After waiting five or six hours for a quarter tank of a fuel for a gas-guzzler monster, better known as an SUV or all-terrain vehicle, I am now even more conscious and horrified by America's enormous dependency on oil supplied by the rest of the world. Oil is produced there and burned here. The fights I saw break out at gas stations over a few drops of fuel seemed like scenes from a science fiction film.

With all this, perhaps Katrina is trying to tell us something. I heard one local politician suggest that the hurricane was a disaster sent by God, whose message we still don't get. I'm not so sure of that. In my skeptical mind neither destiny nor luck exists. But the lessons are certainly there for anyone who wants to see them.

First, to live in coastal areas, with global and oceanic warming and hurricane cycles intensifying, is a constant summertime risk. And this comes from someone who lives on a vulnerable islet linked by bridge to Miami.

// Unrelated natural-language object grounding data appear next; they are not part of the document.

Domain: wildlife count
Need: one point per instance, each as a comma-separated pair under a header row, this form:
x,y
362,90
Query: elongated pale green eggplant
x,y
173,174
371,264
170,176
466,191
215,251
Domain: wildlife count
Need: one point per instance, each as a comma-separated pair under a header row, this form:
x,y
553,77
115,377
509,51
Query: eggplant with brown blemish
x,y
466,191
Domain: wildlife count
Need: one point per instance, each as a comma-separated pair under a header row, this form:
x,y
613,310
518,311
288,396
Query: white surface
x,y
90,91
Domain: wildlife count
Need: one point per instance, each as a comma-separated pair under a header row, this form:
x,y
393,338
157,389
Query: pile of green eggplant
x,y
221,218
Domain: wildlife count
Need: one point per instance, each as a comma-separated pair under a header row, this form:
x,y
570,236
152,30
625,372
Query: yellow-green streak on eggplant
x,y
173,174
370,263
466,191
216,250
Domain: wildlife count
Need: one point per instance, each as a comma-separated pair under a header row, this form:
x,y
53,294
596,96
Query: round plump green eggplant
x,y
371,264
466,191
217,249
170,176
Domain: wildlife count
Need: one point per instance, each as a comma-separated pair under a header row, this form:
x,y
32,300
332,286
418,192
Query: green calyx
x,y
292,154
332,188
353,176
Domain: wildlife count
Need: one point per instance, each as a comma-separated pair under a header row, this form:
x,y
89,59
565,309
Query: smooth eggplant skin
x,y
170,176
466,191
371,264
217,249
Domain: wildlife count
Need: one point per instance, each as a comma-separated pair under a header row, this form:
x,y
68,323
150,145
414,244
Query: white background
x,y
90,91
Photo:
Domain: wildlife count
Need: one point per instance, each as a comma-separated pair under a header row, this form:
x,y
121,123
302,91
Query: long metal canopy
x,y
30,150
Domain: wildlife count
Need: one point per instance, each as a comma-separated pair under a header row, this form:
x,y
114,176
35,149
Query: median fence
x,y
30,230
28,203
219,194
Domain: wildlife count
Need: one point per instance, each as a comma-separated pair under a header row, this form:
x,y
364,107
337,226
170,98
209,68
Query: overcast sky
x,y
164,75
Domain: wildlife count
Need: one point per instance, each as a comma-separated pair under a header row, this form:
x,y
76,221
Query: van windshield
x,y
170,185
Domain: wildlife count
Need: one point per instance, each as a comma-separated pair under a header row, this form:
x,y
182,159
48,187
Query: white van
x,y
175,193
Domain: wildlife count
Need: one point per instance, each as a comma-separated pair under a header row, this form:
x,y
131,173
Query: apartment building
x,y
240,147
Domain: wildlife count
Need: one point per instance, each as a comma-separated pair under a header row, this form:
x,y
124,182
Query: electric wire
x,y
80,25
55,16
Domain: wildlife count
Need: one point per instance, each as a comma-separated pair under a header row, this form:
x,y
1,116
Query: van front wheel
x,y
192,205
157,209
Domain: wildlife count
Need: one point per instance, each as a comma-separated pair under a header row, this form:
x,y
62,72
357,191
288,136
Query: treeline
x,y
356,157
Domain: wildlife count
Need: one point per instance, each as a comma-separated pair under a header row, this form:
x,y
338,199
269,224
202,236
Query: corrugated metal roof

Second, I am not comfortable with the gas dependency that reggaeton musician Daddy Yankee suggests in the words of his song, "Gasolina": those who live for gasoline, die for gasoline. And if Americans don't modify their energy use, they will soon stop dancing.

And third, the nation that thought it could do everything (occupy Afghanistan, send 138,000 soldiers to knock over a dictator in Iraq and defy the world) today is turning its eyes, with grief and despair, on itself.

The United States is realizing, for the first time since the fall of Berlin Wall and the collapse of the Soviet Union, that it cannot always win and that its most painful vulnerability doesn't come from abroad.

With Katrina, the day arrived when the United States simply couldn't respond.